Irene inhaled noisily through her nose and glanced to the floor. Jonathan sensed that she'd been searching for a way to say what was on her mind, but hadn't yet decided on a strategy.
“Tell you what,” she said at last. “Why don't you tell me what you're looking for specifically?”
“Is that really better than just dealing the cards from the top of the deck?” Jonathan's tolerance for bullshit was limited on a good day. When it came to government-sponsored bullshit, his reservoir had overflowed years ago.
“In this case, yes,” Irene said. He saw a flash of anger. “And friendship notwithstanding, it wouldn't hurt you from time to remember just who the hell you're talking to.”
Jonathan reared back in his seat. “Whoa. Where did that come from? We're always on the same side, you know.”
“No, we're not,” she snapped. “Your world is vastly less complicated than mine. While you're venturing the save the world one injustice at a time, I'm balancing about a million of them every second of every day. The fact is that I am entitled to know things that I can never share with you or anyone else.”
This was new territory for the two of them. Jonathan had for a while been questioning Irene's wisdom when agreeing to a second ten-year stint as FBI director, and now it seemed that his concerns were justified. It was not in his nature to cower, however. “So, why are we here? You knew what I wanted to talk about, but you could have blown me off to Dom over the phone.”

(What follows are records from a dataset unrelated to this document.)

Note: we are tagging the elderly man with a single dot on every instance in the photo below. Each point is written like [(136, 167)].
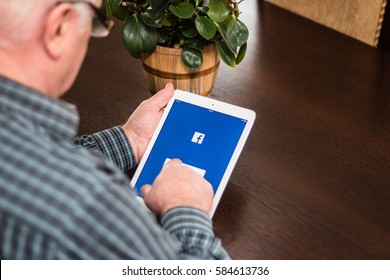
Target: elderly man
[(65, 199)]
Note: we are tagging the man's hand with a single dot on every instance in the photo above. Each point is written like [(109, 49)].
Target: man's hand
[(143, 122), (178, 185)]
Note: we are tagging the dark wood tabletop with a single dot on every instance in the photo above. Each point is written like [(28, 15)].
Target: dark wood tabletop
[(313, 181)]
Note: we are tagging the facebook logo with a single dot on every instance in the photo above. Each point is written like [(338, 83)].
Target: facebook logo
[(198, 138)]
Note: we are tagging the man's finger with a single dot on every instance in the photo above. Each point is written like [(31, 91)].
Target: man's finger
[(162, 97)]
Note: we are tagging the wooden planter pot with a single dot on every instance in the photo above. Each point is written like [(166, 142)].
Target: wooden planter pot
[(165, 65)]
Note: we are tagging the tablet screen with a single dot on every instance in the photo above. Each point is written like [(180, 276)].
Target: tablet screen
[(201, 138)]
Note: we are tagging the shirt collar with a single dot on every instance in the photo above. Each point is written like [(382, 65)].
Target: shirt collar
[(58, 118)]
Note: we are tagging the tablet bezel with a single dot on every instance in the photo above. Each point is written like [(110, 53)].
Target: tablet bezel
[(210, 104)]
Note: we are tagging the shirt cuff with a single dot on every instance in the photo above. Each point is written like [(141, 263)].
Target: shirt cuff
[(186, 218), (115, 146)]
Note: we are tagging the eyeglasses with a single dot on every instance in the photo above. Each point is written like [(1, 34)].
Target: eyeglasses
[(101, 26)]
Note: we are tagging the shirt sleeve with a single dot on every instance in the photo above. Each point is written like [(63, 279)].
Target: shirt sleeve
[(111, 144), (193, 229)]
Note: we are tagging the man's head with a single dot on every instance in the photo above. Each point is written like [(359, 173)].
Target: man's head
[(43, 42)]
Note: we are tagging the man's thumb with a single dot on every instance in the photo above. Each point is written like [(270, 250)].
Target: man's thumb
[(145, 190)]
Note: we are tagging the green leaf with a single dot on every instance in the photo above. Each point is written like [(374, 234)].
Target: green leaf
[(183, 10), (192, 58), (225, 53), (205, 27), (203, 9), (138, 37), (194, 44), (165, 35), (241, 53), (158, 5), (237, 33), (189, 31), (117, 10), (219, 10), (153, 18), (113, 5), (222, 28)]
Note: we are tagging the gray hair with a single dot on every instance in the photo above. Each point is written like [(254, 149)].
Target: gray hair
[(20, 20)]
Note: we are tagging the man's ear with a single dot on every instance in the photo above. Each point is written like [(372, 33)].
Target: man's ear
[(58, 29)]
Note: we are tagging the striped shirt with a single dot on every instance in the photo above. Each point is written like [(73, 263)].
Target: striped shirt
[(68, 199)]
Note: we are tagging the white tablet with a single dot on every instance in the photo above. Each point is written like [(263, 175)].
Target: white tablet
[(205, 134)]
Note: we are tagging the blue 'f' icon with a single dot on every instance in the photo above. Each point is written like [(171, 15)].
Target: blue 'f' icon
[(198, 138)]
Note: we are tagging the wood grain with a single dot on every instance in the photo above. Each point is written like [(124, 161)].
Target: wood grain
[(313, 181), (360, 19)]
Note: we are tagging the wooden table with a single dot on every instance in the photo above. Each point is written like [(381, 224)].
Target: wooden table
[(313, 181)]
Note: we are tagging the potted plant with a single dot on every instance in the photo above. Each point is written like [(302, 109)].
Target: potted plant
[(181, 41)]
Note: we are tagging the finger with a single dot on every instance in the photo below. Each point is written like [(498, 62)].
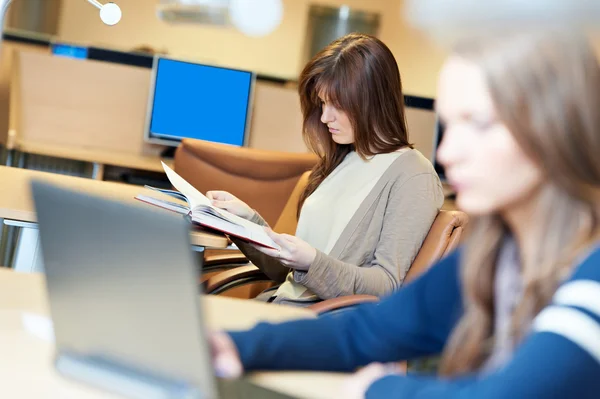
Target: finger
[(227, 365), (267, 251), (278, 238), (219, 195)]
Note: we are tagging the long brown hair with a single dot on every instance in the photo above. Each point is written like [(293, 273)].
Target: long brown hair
[(359, 75), (546, 89)]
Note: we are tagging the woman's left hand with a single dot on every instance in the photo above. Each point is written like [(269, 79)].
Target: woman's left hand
[(294, 253), (357, 385)]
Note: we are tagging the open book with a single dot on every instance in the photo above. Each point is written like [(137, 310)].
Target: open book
[(200, 211)]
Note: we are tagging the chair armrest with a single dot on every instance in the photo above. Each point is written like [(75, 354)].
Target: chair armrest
[(217, 257), (341, 302), (222, 279)]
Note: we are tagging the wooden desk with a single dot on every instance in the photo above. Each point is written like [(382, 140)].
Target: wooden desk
[(16, 202), (99, 157), (26, 360)]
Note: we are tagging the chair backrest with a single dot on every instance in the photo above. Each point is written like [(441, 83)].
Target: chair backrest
[(443, 237), (263, 179), (288, 220)]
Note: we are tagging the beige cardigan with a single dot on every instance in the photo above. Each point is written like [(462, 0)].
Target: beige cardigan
[(377, 247)]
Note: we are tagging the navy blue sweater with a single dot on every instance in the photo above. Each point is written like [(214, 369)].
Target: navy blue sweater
[(560, 358)]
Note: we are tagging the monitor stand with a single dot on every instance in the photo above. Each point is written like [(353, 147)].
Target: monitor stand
[(168, 152)]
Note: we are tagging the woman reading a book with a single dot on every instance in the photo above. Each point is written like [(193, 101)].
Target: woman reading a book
[(515, 312), (370, 200)]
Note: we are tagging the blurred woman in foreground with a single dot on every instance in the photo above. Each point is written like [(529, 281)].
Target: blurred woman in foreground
[(515, 312)]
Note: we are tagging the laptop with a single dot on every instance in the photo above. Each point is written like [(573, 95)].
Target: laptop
[(124, 299)]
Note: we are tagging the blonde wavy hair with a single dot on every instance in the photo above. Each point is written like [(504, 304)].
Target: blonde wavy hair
[(546, 90)]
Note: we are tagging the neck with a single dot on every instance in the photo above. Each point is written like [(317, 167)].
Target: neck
[(524, 222)]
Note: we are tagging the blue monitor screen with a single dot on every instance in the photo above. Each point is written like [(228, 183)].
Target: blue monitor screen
[(199, 102), (68, 50)]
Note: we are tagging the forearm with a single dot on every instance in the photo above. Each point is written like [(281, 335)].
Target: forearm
[(413, 322), (330, 278)]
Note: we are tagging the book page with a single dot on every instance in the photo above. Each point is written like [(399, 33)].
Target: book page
[(194, 196)]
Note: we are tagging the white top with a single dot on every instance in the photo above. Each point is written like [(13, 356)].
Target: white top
[(328, 210)]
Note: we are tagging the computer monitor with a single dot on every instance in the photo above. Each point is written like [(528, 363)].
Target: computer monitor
[(120, 57), (198, 101), (439, 135), (69, 50)]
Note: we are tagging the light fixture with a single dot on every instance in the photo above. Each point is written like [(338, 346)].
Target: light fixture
[(255, 17), (110, 13), (251, 17)]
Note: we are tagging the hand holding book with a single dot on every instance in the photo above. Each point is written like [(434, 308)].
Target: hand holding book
[(230, 203), (293, 251), (201, 211)]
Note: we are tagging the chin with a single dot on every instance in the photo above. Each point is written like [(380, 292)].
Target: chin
[(341, 140), (475, 205)]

Her back stiffened as he drew in another big breath, and gathered herself. “Jonathan Grave, we have known each other for a very, very long time. You ask me over and over again to trust you. And I do. How about you return the favor this once and trust me? Tell me why you need to have information on Mr. James Stepahin.”
Fair enough. “He was the focus of an op we conducted over a decade ago—”
“You mean a hypothetical op, right?” Her eyes danced.
Jonathan smiled. The previous tension had been defused. “Yes, of course. He showed up on our radar again, and when I try to run his background, we find that he literally never existed. That feels to me like the involvement of your shop.”
Irene stood and rubbed a spot on the small of her back. “These chairs are killers,” she said. She was looking up at the Blessed Virgin when she asked, “In what context did the alleged Mr. Stepahin appear on your radar?”
It felt ungentlemanly to sit while a lady stood, but he sensed that she preferred it this way. The lack of eye contact was another tell. “Well, let's start with the fact that he's dead.”
Irene's head whipped around. “What? Where?”
“A little south and west of here. In Braddock County. He's a John Doe. Killed yesterday in what the local PD is calling a murder.”
Irene opened her mouth to speak, but then closed it. The furrow in her brow spoke of multiple levels of confusion. “Who killed him?”
“A kid. Twenty-three.”
“Was it a professional job?”
Now there's a clue to what she's not telling me
. “Hardly. The killer is a coffee shop barista.”
Irene stifled a laugh, brought a hand to her forehead. Whatever pieces she was waiting for were apparently not falling into place. “Wait. How do you know the identity of a John Doe? Especially if he, as you say, never existed?”